Monday, February 7, 2011

Trumpeting our stories

After such a full weekend -- class all day Friday, the Book Festival Saturday, long conversations on Sunday -- I feel like my head is exploding with stories.  Certainly the initial minutes of my meditation time were spent sifting through all the stories; it seemed to take forever to get back down into that quiet space within that feeds me.

And it seems to me that that was one of the key learnings of the weekend -- this weekend of storytelling and sharing: that however strong the urge may be to trumpet our stories, the truth is that we are NOT our stories; that in fact story gets in the way of knowing, of presence, of wonder and awe, of connection...

Yes, a tiny piece of story can build that first bridge -- like the wonderful connection I felt with Rose, a woman from Australia who was in town to hear her sister's presentation.  It was fun to hear we'd grown up not far apart, in small towns in Ohio; fun to hear she lived not far from my niece in Australia; moving to hear that she, too, had recently spent time at the deathbed of a dear one.  But the connection came not in the details of the stories but in the sharing of responses, and feelings.  We only spoke briefly, over lunch.  But I felt a wonderful bond with her, and still treasure the sense of affinity we shared across the table.

I felt that again, listening to Anne Lamott.  Her speech was marvelous: she peppers her talks, as she seasons her books, with references to incredibly juicy stories.  But it is not the story that builds the connection you can't help feeling with her: it's the emotions, the revelations, the responses, the discoveries that emerge; the vulnerability she shares, and the hope she reveals, that make her such a joy to listen to and read.

At some point in her talk, Lamott shared something she'd heard that she thought might challenge us.  "The opposite of faith isn't doubt," she said.  "It's certainty."  But my husband (who was amazingly wise this weekend) said later, driving home, that he thought that observation was a little off.  "I think what really happens" he said, "is that faith begins where certainty ends."
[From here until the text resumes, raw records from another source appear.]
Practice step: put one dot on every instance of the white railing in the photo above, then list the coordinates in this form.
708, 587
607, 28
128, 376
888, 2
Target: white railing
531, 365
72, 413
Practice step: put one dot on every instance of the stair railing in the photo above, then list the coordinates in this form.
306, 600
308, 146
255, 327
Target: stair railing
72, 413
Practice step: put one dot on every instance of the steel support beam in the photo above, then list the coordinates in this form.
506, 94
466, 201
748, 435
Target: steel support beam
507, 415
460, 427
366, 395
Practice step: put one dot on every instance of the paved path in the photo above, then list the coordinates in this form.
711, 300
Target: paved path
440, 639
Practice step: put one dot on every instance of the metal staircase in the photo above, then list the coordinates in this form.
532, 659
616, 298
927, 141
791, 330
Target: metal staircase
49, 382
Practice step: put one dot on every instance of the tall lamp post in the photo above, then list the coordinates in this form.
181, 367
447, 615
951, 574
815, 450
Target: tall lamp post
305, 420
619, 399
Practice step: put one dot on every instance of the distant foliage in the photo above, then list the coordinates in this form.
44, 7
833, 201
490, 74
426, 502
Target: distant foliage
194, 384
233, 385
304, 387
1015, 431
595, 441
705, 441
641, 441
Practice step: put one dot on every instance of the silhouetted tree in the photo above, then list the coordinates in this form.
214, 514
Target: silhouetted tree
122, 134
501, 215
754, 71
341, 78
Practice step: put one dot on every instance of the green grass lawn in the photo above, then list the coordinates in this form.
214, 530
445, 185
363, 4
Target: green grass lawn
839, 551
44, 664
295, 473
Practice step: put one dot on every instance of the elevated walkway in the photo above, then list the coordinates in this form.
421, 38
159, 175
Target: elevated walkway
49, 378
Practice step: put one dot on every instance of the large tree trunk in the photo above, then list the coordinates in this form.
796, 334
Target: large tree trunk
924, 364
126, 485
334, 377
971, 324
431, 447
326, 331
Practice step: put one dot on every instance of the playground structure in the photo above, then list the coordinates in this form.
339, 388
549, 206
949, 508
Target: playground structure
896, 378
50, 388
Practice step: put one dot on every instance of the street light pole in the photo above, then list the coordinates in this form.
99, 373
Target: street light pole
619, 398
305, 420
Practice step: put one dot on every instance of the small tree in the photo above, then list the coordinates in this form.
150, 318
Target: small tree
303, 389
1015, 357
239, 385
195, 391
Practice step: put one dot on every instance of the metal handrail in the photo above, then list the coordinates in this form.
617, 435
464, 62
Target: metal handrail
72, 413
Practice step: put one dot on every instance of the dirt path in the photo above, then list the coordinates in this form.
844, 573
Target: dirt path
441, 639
Thinking about that now, I'm thinking that stories are often about certainty.  This thing happened to me.  This is my reality.  I'm certain I was victimized, or betrayed, or damaged by this (so often that's the root of our stories).  And I think he's right.  Faith is that sense of mystery and wonder that comes in when you realize you can no longer be certain (maybe even certain that someone else is at fault, or that you were at fault, or that fault and blame even matter).  It's the piece that lies below the story, the breath that stops when you get past the words, the mysterious sense of connection you feel when all the masks and pronouncements and language we use to declare ourselves to the world fall away and the vulnerability beneath lies revealed.

Which of course makes me stop in my tracks -- I am, after all, an inveterate storyteller.  That's what this blog is about.  But it comes back to the balance I mentioned in last night's post.  There needs to be a balance between story and wonder.  Story alone won't get us there: we need to step into the silence that follows the story; to stop and sense that which lies beneath.

4 comments:

Gberger said...

I might go a step farther and say, The story is temporary, in that its "certainty" is subject to changes - change in us, change in life, change in perspective. The same story, told every 10 years, might have different a different hero and a different villain; minor players might emerge as major ones, as we learn more about the back-story, or about ourselves. And perhaps the theme which we believed to be central to our story may change - what looked like cruelty may suggest karma; what looked like a chapter may in fact the theme of the entire book; what looks like the end may be the beginning of another story. What we thought was our purpose may simply be part of practice, until a deeper purpose emerges. This has been true in my life, with family stories, as well as what I thought was my own life story.

I would love to share what your husband said about meeting God in every person. Would you please consider letting me quote that?

Diane Walker said...

Wow. I love all of that -- and who better to know what that looks like than you? Of course you may share Chris's words -- quote away!

Thanks so much for this response; I'm loving the deeper exploration...

Maureen said...

Wonderful post and great comment from Karen.

Btw, I listened to your presentation and thought it was great. I'm going to feature it Thursday. I think a lot of people will be interested in it.

Diane Walker said...

Thanks so much, Maureen; I so appreciate your willingness to accompany and encourage me on this journey!